Many industry representatives say that would be going too far, since it would affect how a bank can do business — a criteria that more clearly falls under preemption power.

"There comes a point where states and localities are using foreclosure laws as a pretext or to impair the enforceability of lawful loans, and that's the point where preemption may come back into the picture," said Laurence Platt, a lawyer at Kirkpatrick & Lockhart Preston Gates Ellis LLP. "A little bit of breathing room for the borrower is not going to trigger preemption, but if they in fact choke the lender to death by effectively declaring the loan unenforceable with its terms, that will trigger constitutional and preemption issues."

The OCC and the OTS have largely remained mum on the issue. The OCC would not make someone available for this article, but it warned in its 2004 preemption rule that it may preempt foreclosure laws that hide other provisions.

"Laws related to the transfer of real property may contain provisions that give borrowers the right to 'cure' a default upon acceleration of a loan if the lender has not foreclosed on the property securing the loan," the rule said. "Viewed one way, this could be seen as part of the state laws governing foreclosure, which historically have been within a state's purview. However, as we concluded in the OCC Determination and Order … to the extent that these type of law limits the ability of a national bank to adjust the terms of a particular class of loans once there has been a default, it would be a state law limitation."

Many lawyers said the regulatory silence is not surprising. Many institutions fear challenging a state foreclosure law, even if parts of it could be preempted, and lawmakers have criticized regulators, particularly the OCC, for preempting state consumer protection laws.

"If someone is going to take an aggressive stance regarding preemption, the concerns are reputational risk in front of the public for taking the legal position, and the the legal risk that ultimately the claimed preemption is either not found to be valid or the validity of the foreclosures are then called into question," said Joe Lynyak, a partner at Buckley Kolar LLP. "This is really right at the edge of the battle on preemption and is a very, very complicated analysis."

Matthew Street, the American Bankers Association's deputy general counsel for state relations, said it is not surprising that federal regulators have not stepped in to discuss preemption, because not enough states have passed foreclosure-related laws yet.

"Federal agencies are extremely careful how they use that power," Mr. Street said. "They don't want to be seen as throwing their weight around in terms of the states. Mortgages are contract law, but at some point there is a larger federal interest."

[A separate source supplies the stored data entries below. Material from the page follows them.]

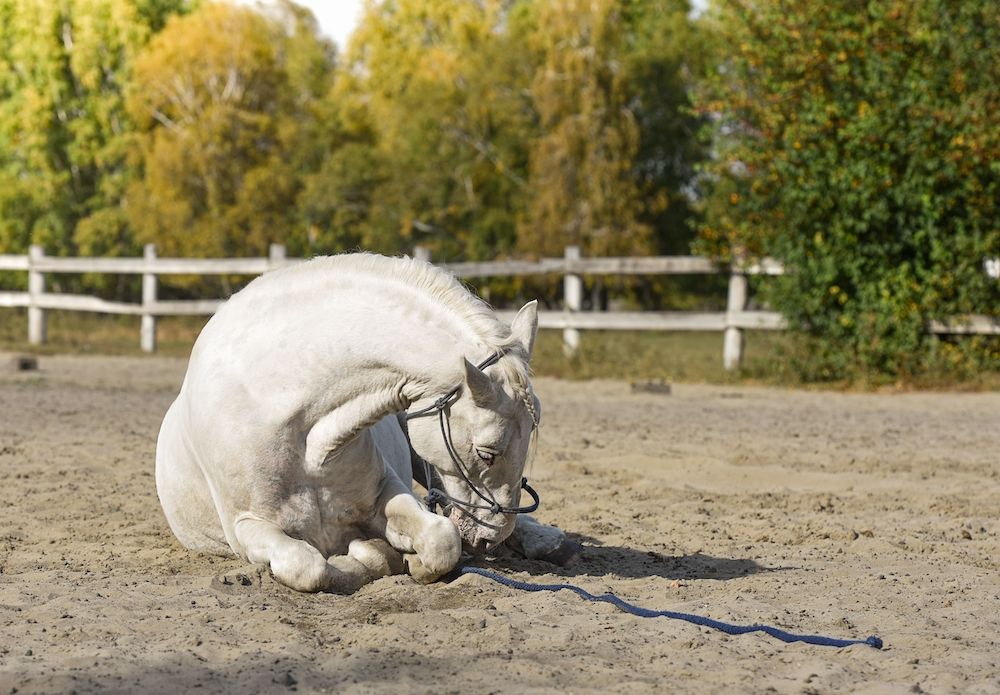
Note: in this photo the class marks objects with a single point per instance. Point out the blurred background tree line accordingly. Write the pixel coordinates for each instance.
(857, 142)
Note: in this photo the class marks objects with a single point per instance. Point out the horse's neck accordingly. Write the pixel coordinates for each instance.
(376, 365)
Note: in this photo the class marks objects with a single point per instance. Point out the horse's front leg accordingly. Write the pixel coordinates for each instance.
(430, 544)
(299, 565)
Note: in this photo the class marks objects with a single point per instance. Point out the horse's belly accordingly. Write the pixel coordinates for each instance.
(184, 492)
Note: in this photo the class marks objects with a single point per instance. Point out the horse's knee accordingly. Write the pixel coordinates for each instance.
(438, 545)
(380, 558)
(301, 567)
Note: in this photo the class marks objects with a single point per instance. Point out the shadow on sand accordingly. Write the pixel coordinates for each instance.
(595, 560)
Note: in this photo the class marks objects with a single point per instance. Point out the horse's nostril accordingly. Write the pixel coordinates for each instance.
(477, 548)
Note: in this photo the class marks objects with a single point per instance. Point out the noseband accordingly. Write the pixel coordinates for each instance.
(437, 496)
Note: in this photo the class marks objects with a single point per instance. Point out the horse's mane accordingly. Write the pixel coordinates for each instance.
(439, 287)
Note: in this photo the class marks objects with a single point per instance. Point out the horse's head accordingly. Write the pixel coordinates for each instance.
(488, 427)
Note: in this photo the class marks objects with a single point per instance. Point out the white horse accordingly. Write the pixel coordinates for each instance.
(286, 444)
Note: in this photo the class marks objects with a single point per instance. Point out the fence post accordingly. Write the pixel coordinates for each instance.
(147, 329)
(736, 302)
(276, 255)
(572, 300)
(37, 328)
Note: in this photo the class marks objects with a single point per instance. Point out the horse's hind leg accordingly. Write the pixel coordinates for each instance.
(302, 567)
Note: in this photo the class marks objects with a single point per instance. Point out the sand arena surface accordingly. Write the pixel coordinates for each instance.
(839, 514)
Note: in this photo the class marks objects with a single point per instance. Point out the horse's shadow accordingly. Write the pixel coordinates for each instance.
(595, 559)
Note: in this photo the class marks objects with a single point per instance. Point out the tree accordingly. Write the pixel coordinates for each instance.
(224, 100)
(858, 143)
(64, 67)
(582, 165)
(435, 88)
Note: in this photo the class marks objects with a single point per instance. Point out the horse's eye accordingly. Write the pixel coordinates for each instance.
(488, 456)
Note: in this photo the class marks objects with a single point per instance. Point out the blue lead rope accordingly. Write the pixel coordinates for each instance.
(728, 628)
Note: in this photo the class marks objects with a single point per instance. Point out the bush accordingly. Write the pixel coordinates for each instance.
(859, 142)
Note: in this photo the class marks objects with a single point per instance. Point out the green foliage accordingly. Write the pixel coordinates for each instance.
(224, 100)
(858, 142)
(64, 67)
(515, 127)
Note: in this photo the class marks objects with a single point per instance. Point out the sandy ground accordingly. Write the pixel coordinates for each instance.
(839, 514)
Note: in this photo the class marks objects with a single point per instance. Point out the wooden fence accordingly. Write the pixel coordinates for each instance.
(732, 322)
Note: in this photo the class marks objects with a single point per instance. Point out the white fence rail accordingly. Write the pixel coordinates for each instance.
(732, 322)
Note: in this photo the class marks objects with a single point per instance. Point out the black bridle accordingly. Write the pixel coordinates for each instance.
(437, 496)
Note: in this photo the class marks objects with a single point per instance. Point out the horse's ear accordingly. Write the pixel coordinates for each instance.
(480, 385)
(525, 325)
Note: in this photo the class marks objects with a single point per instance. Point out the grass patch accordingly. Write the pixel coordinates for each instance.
(83, 333)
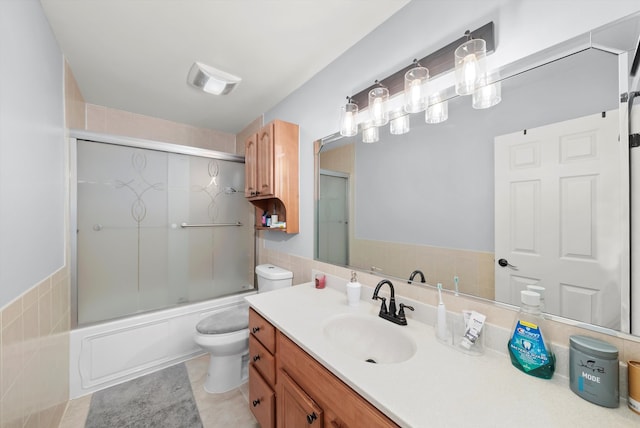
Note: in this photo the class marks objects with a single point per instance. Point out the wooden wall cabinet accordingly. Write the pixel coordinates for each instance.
(290, 389)
(271, 173)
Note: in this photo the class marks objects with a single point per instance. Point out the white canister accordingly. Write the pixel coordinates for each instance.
(353, 291)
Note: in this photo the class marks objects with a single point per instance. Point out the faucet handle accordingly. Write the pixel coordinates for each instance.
(401, 312)
(383, 306)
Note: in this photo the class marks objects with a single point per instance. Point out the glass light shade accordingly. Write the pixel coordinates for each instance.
(438, 110)
(470, 65)
(370, 134)
(399, 124)
(487, 96)
(378, 113)
(415, 89)
(348, 120)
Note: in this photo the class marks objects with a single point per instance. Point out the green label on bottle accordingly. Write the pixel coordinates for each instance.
(528, 346)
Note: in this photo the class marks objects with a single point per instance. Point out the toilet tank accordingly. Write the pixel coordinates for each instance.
(271, 277)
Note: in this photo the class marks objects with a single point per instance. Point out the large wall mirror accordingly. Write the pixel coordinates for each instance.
(533, 191)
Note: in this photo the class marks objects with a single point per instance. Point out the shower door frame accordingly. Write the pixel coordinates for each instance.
(118, 140)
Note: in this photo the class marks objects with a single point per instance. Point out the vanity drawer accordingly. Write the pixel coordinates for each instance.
(262, 330)
(262, 360)
(261, 399)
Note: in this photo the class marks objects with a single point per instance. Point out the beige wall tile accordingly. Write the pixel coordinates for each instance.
(34, 364)
(12, 353)
(119, 122)
(73, 101)
(96, 118)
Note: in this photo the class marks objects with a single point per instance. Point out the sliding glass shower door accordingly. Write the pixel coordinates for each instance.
(157, 229)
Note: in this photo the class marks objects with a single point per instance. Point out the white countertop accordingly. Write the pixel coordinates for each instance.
(438, 386)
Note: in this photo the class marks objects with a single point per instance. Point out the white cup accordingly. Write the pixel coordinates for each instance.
(353, 293)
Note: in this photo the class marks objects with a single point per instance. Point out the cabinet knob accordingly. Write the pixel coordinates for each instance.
(312, 417)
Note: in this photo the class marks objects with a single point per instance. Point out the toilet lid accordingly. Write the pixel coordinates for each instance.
(226, 321)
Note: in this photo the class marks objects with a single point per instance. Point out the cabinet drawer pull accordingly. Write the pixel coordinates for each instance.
(312, 417)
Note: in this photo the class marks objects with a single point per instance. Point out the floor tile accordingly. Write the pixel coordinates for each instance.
(229, 409)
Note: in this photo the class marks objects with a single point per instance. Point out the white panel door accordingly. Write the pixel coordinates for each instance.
(333, 218)
(558, 217)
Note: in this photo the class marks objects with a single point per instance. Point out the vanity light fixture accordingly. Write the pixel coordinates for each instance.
(438, 110)
(399, 122)
(463, 57)
(378, 98)
(211, 80)
(348, 119)
(415, 88)
(470, 64)
(370, 133)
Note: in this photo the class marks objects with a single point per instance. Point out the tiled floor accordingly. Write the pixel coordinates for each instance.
(230, 409)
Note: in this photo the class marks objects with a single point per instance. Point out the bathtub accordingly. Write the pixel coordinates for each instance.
(113, 352)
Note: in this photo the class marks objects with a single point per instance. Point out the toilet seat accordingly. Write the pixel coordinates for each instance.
(227, 321)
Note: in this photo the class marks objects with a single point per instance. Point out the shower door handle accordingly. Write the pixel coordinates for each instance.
(183, 225)
(505, 263)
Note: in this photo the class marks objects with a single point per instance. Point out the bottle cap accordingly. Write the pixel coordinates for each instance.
(530, 298)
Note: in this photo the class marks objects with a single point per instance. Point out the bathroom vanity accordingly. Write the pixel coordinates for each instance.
(307, 392)
(322, 376)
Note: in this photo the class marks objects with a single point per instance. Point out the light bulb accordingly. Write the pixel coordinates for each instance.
(378, 107)
(469, 72)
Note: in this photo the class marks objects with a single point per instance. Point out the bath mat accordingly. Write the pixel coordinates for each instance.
(158, 400)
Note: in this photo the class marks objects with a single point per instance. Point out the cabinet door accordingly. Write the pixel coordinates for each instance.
(261, 399)
(265, 161)
(250, 165)
(295, 408)
(262, 360)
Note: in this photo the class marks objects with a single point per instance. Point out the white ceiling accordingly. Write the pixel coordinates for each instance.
(134, 55)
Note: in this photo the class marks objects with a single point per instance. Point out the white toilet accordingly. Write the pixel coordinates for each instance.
(225, 335)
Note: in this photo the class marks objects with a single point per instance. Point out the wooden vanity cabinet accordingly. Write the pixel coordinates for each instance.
(271, 173)
(340, 405)
(295, 407)
(289, 389)
(262, 370)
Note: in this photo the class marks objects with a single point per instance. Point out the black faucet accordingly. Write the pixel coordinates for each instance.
(413, 275)
(390, 314)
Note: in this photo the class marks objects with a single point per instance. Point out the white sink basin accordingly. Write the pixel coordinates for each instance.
(369, 338)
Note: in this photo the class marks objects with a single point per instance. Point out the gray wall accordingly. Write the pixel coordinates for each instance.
(32, 149)
(416, 30)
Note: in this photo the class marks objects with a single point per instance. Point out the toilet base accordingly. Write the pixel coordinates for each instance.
(226, 373)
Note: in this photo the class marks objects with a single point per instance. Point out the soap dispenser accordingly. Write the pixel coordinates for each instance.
(353, 290)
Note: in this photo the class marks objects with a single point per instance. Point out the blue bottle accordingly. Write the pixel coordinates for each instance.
(528, 349)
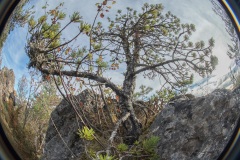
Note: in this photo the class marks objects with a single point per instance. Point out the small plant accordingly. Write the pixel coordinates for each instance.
(86, 133)
(122, 147)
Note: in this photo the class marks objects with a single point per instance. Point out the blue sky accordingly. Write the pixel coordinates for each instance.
(200, 13)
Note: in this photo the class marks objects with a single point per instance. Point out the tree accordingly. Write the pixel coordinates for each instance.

In addition, state regulators are poised to fight for their laws.

New York State Banking Superintendent Richard Neiman said he was confident the legislation under consideration in his state would be protected. "The proposed changes to the foreclosure process, such as a required pre-foreclosure notice, would not be subject to federal preemption, since access to the judicial process is governed solely by state law."

Most observers agree state foreclosure laws are likely to continue proliferating unless broader federal legislation is passed. "There is certainly a trend at the state and local level," said Gil Schwartz, a former Federal Reserve Board attorney and now a partner at Schwartz & Ballen LLP. "If legislation isn't going to do it and deal with it at the federal level, states and local jurisdictions are taking actions to slow foreclosures down."